By Don Sawyer and Rick Burley
The IMAGE project elected to use NSSDC's archival storage, preservation, and distribution facilities to support the science communities need for long term access to IMAGE's science data products. The "Level-0.5" products are mostly organized as sets of daily, instrument-specific Universal Data Format (UDF) files bound together as daily tar files. A higher level product in Common Data Format is also provided to NSSDC for CDAWeb access. While IMAGE was preparing its ground processing system, NSSDC was in the process of upgrading its systems to work with Archival Information Packages (AIPs). This presented an opportunity to test the hypothesis that projects could, if given proper tools, significantly improve the ability of archives to ingest and manage project data products for long term preservation and access without adding a significant burden to the projects. As the IMAGE project was already planning to run a script that would push files into an NSSDC staging area on a daily basis, it was decided to provide the project with a set of software that would convert the "Level-0.5" data files into NSSDC-conforming AIPs. This required an upgrade to the Data Migrator Utility software, called the Package Generator Utility (PGU), and a port to DEC Alpha. It also required that a number of attributes, previously generated in the NSSDC environment, be generated in the IMAGE Science and Mission Operations Center (SMOC) environment. This was accomplished by including a number of configuration files to set key values from which the NSSDC attribute object and packaging information could be derived. Since each AIP has a unique Archival Storage Identifier, under the control of NSSDC, it was necessary to develop a scheme to assign these Identifiers remotely. This was accomplished by configuring this Identifier with a project specific prefix, as set in a configuration file, followed by a sequence number maintained in another file. In this way unique ASIDs are generated automatically as needed whenever the PGU software is executed. Key data flows are shown in Figure 1.
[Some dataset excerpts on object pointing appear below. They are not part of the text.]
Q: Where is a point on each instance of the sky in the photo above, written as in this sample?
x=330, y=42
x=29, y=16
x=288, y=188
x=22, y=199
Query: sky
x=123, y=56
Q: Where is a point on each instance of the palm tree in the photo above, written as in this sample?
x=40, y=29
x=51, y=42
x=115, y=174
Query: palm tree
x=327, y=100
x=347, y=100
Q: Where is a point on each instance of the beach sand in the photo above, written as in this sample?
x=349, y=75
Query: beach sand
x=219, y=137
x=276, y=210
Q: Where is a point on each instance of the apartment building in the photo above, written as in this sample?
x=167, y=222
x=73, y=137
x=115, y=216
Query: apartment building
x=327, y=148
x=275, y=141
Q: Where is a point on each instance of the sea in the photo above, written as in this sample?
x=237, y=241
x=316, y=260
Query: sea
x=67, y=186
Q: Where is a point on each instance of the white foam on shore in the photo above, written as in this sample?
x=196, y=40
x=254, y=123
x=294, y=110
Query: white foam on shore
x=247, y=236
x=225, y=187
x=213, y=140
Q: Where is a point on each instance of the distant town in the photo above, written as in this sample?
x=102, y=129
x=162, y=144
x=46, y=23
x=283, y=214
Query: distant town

The IMAGE SMOC runs a master script to generate science data products and copy certain products into an input staging area (nssdcin) on an Alpha UNIX, and then it invokes the Package Generator Utility (PGU). Input to the PGU is a pointer to this staging area, plus the same inputs as with the DMU. The valid source filenames are used to generate an input listfile, which is in turn used to generate resultant AIPs into a target staging area (nssdcout) on the Alpha. Then, if all source files have been processed, they are removed by the PGU from the input staging area, leaving the AIPs and accompanying log files in the target staging area.
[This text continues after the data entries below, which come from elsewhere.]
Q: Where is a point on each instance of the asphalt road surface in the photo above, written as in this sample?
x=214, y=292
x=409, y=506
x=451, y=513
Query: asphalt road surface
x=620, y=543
In more detail, this is accomplished by the PGU with five processes named packgen, makelist, makepack, fileget, and cleanup. Functionally, the main program, named packgen, starts via Telnet or a Shell Script and manages the entire AIP creating process. The migrator starts the makelist process, which generates a listfile containing information to continue the AIP creation process. Then the makepack process collects the information necessary to generate AIPs. In turn, makepack starts the fileget process that accesses UNIX file and record information. Finally, the cleanup process reviews the resultant AIPs and status information to determine if all AIPs were created, and at this time it removes the source files from nssdcin.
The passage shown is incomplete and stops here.